Airquality Homework Assignment

Author

Ayomide Joe-Adigwe

Airquality Assignment

airquality index

airquality index

Load the library tidyverse

library(tidyverse)
── Attaching core tidyverse packages ──────────────────────── tidyverse 2.0.0 ──
✔ dplyr     1.1.4     ✔ readr     2.1.5
✔ forcats   1.0.0     ✔ stringr   1.5.1
✔ ggplot2   3.5.1     ✔ tibble    3.2.1
✔ lubridate 1.9.3     ✔ tidyr     1.3.1
✔ purrr     1.0.2     
── Conflicts ────────────────────────────────────────── tidyverse_conflicts() ──
✖ dplyr::filter() masks stats::filter()
✖ dplyr::lag()    masks stats::lag()
ℹ Use the conflicted package (<http://conflicted.r-lib.org/>) to force all conflicts to become errors

Load the data in the global environment

data("airquality")

Use head function to display the first 6 rows of dataset

head("airquality")
[1] "airquality"

Calculating Summary Statistics

mean(airquality$Temp)
[1] 77.88235

Calculating The Median, Standard Deviation, and Variance

median(airquality$Temp)
[1] 79
sd(airquality$Wind)
[1] 3.523001
var(airquality$Wind)
[1] 12.41154

Renaming the Months from numbers to names

airquality$Month[airquality$Month == 5]<- "May"
airquality$Month[airquality$Month == 6]<- "June"
airquality$Month[airquality$Month == 7]<- "July"
airquality$Month[airquality$Month == 8]<- "August"
airquality$Month[airquality$Month == 9]<- "September"

Summary Statistics of the dataset

summary(airquality$Month)
   Length     Class      Mode 
      153 character character 

Rearrange the Months so they are not listed in alphabetical order.

airquality$Month<-factor(airquality$Month, 
                         levels=c("May", "June","July", "August",
                                  "September"))

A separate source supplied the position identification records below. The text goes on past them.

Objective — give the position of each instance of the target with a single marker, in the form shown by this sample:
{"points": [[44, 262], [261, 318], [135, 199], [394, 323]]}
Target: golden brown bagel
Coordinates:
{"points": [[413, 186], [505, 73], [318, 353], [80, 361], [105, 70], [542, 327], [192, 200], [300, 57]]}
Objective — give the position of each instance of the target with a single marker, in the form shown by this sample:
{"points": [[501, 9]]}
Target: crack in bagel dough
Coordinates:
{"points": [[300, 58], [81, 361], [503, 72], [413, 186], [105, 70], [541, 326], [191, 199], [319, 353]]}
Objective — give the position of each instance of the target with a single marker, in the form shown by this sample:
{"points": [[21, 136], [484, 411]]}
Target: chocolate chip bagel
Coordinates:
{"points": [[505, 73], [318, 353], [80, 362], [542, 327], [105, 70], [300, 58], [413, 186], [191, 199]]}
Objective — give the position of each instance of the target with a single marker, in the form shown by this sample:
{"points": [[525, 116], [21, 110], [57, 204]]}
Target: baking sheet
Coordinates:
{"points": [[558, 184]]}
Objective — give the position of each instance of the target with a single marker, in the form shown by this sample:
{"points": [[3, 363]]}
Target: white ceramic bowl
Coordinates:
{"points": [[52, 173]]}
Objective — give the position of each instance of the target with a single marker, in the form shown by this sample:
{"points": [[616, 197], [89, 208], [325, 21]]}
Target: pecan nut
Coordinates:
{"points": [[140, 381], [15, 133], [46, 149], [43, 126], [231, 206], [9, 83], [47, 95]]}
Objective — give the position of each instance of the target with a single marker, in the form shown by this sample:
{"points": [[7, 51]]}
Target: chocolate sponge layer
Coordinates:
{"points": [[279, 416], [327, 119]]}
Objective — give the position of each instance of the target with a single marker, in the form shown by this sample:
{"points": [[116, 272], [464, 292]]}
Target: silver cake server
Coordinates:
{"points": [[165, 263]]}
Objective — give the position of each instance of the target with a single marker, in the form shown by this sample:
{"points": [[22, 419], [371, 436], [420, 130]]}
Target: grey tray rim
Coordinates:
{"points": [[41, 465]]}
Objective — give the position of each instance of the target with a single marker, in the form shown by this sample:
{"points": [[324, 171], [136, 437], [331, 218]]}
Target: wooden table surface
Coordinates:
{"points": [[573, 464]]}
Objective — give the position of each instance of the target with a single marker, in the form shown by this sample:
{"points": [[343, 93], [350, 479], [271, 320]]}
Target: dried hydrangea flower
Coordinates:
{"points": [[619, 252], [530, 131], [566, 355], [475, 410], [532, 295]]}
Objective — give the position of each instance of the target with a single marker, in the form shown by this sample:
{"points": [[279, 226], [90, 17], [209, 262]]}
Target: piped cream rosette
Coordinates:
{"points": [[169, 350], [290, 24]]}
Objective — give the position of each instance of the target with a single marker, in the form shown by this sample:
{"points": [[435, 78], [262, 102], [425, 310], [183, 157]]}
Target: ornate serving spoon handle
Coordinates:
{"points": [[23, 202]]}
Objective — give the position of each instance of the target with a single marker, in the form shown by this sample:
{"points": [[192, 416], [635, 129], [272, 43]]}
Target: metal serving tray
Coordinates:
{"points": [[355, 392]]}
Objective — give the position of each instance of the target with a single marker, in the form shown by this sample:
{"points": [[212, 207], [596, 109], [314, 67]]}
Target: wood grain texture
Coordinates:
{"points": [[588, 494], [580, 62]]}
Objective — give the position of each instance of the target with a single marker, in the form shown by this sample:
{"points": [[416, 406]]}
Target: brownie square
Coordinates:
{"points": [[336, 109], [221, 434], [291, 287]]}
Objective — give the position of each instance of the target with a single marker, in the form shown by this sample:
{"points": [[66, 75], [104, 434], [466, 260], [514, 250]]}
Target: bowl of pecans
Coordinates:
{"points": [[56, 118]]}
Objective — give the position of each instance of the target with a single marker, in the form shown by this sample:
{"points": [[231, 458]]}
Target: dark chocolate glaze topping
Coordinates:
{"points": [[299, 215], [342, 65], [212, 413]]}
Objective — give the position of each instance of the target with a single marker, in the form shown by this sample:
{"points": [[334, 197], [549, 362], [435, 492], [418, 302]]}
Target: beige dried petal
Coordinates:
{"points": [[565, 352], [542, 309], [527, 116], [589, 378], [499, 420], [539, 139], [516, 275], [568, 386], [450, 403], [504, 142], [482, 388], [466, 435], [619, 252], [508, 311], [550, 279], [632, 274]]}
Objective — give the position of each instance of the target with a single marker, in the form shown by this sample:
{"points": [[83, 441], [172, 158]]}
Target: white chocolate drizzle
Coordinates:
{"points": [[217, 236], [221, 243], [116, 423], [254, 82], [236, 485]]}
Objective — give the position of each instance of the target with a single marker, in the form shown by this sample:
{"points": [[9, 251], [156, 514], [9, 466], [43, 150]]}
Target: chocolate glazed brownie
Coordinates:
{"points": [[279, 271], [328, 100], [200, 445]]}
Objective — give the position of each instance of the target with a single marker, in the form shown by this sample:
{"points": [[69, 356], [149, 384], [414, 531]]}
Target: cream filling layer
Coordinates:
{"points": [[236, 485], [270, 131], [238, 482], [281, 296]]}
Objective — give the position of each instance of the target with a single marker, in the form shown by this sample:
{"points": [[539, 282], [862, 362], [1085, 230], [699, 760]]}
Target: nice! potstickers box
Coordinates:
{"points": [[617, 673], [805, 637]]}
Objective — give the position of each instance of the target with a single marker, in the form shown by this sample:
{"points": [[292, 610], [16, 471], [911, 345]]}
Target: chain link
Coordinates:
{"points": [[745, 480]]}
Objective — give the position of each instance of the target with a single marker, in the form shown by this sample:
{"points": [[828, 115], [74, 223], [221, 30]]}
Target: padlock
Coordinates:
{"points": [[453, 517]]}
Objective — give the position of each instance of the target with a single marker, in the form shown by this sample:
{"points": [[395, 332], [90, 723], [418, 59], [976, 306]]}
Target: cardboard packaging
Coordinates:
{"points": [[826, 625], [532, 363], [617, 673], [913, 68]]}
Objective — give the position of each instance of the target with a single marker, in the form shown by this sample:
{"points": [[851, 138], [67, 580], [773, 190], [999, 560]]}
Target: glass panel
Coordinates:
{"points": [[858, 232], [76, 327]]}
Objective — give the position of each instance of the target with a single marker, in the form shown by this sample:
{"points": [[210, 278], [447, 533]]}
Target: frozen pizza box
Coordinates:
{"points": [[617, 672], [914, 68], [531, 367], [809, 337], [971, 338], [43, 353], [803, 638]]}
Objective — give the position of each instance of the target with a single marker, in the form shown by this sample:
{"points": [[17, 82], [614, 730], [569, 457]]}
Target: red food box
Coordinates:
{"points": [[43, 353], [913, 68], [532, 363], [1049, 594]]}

PLOT 1: A histogram categorized by Month:

p1 <- airquality |>
  ggplot(aes(x=Temp, fill=Month)) +
  geom_histogram(position="identity")+
  scale_fill_discrete(name = "Month", 
                      labels = c("May", "June","July", "August", "September")) +
  labs(x = "Monthly Temperatures from May - Sept", 
       y = "Frequency of Temps",
       title = "Histogram of Monthly Temperatures from May - Sept, 1973",
       caption = "New York State Department of Conservation and the National Weather Service")  #provide the data source
print(p1)
`stat_bin()` using `bins = 30`. Pick better value with `binwidth`.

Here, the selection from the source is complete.